Between early mornings, long layovers, flight delays, and time zone changes, traveling can be detrimental to our sleep patterns.
Jet lag occurs any time you travel quickly across multiple time zones. It’s no secret that the more time zones you cross, the longer it will take to recover.
Our internal clocks, also known as circadian rhythms, tell us when to sleep and wake up. For every time zone crossed, it takes around one day to recover. In the meantime, travelers often experience disturbed sleep, daytime fatigue, mood changes, difficulty concentrating and functioning, and gastrointestinal problems.
Frequent flyers, international travelers, and older adults are at higher risk for experiencing jet lag.
Luckily, there are several steps that we can take to help prevent the effects.
Consider arriving several days in advance. If you are traveling for a big event, like a business meeting or wedding, plan to arrive several days ahead to allow yourself the time to adjust.
Get enough sleep prior to your trip. Make sure that you are well rested before leaving. Beginning your trip sleep deprived worsens the effects of jet lag.
Adjust your schedule before leaving. Begin by trying to have meals closer to the time you will be eating them at your destination. Work on adjusting your sleep schedule several days in advance by one hour each night depending on the direction you are traveling (earlier for the east, later for the west). However, if you will only be at your destination for one or two days, you are better off sticking to your normal sleep schedule since you will not have time to adjust.
Monitor your exposure to bright light. Light is one of the primary influences on our circadian rhythms. For those traveling west, light exposure in the evening will help to adjust to a later time zone. Exposure to morning light can help those adjust to earlier time zones quicker.
Exercise and stretch the day before. Hitting the gym the day before traveling can improve circulation. A post-workout stretch can help minimize stiffness and ease muscle tension.

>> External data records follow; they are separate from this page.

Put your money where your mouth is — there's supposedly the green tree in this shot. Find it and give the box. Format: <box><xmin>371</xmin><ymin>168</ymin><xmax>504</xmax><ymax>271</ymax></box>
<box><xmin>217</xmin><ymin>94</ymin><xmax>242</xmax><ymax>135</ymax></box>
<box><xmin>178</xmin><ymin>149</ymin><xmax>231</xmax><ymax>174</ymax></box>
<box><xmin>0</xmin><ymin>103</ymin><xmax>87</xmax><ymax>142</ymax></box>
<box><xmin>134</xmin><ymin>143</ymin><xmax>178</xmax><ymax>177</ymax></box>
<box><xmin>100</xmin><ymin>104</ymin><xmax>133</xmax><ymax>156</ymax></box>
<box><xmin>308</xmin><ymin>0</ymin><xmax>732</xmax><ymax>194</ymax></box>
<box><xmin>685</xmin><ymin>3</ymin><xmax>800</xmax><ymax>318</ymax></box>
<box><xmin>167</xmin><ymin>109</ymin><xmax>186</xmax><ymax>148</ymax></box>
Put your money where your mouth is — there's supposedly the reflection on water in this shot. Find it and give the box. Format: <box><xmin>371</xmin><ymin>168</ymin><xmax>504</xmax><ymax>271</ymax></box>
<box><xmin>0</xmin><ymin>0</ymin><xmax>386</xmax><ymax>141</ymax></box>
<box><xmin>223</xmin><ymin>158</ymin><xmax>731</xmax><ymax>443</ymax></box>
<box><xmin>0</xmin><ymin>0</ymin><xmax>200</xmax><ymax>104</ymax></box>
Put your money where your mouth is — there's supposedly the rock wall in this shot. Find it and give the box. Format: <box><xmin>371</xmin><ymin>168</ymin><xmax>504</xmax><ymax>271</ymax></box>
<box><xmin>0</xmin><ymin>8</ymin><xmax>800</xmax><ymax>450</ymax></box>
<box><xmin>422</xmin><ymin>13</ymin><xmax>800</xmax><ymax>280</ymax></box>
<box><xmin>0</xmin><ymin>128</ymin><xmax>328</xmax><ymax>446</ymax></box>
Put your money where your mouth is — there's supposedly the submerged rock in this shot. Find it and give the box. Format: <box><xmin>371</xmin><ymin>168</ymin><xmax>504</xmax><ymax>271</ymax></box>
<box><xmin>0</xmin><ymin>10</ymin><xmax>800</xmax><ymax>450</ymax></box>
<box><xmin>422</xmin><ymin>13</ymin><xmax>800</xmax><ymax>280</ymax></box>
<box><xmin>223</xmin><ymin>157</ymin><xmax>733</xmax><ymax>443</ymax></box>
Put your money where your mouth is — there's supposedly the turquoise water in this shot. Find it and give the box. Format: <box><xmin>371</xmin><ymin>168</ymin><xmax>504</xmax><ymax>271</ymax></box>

Hydrate and snack prep. Jet lag symptoms can be worsened by dehydration. Be sure to drink plenty of water before, during, and after your flight while avoiding alcohol and caffeine. Plan out several snacks you can take to the airport that contain immune-boosting vitamins and nutrients such as clementines for Vitamin C, veggies and hummus for iron and zinc, or Brazil nuts which are high in antioxidants.
Plan your in flight sleep schedule. If you are in the air during nighttime at your destination, try to sleep on the plane. Eye masks, headphones, and neck pillows can help make sleep more comfortable.
Consider taking melatonin. Melatonin can speed up the adjustment of your circadian rhythm by helping you fall asleep at the appropriate time. Natural sources of melatonin include tomatoes, olives, barley, rice and walnuts. Melatonin can also be found in supplement form, which can be taken one hour prior to bedtime for the first three nights at your destination.